International meeting on coffee gives Kenya a chance to market its produce

Coffee Sector Implementation Reforms (CSIR)
Coffee Sector Implementation Reforms (CSIR) chairman Joseph Kieyah. FILE PHOTO | NMG 

Coffee marketers and buyers from different parts of the world are expected to continue trickling into the country, where preparations for the 123rd International Coffee Organisation meeting is underway.

Among those who have arrived include a team from Nebraska State, US who visited Kilimo House on Thursday. They also met deputy president, William Ruto and are due to have another meeting with the Council of Governors. The event is slated for March 25 to 29 next year.

“We have so many activities happening here now since the ICO executive director visited Kenya. We expect more marketers and buyers to continue coming to make deals with farmers,” Coffee Sector Implementation Reforms (CSIR) chairman Joseph Kieyah told the Sunday Nation.

He said after the country was granted the opportunity to host members of the International Coffee Council (ICC) by the ICO, it shed some light on importance of Kenya’s coffee.

“Kenya is now the focus and everyone in the world who matters in coffee wants to come here,” Prof Kieyah who had hosted the ICO executive director, Jose Sette said in a telephone interview.


ICC is the highest authority of the ICO and meets in March and September every year to discuss coffee matters. In September the council converged in Mexico. And Prof Kieyah who led the Kenyan team lobbied to have the council members congregate in Kenya for the first time.

Kenya will now be the third country to host the event after Ethiopia and Cote d’Ivoire.

During his visit, the ICO executive director, Jose Sette described Kenya’s coffee as highly sought after in the world market, though he decried low production experienced over the years.

Increasing the coffee output appeared to be his main concern. To achieve this, Mr Sette urged stakeholders in the industry to work together with the view of increasing production for the benefit of the smallholder farmer who produces most of the coffee.

The ICO boss visited Nyeri and Kirinyaga counties and held talks with the two governors, Mutahi Kahiga and Anne Waiguru respectively. He also held talks with the Agriculture Cabinet Secretary, Mwangi Kiunjuri and the Council of Governors, among other senior Government officials.

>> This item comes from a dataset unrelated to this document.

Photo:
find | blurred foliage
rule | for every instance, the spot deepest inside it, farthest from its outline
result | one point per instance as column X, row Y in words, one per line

The team of marketers from Nebraska State have also visited Kirinyaga and expressed the will to buy coffee from the county.

Governor Waiguru has announced plans to package coffee from the county and seek direct market overseas. And she recently visited Italy with officials of coffee co-operatives in Kirinyaga to look for markets for their beans.

During the interview with this writer, Prof Kieyah said: “What we are encouraging overseas buyers to do is to buy coffee directly from farmers instead of selling it through the Nairobi Coffee Auction.”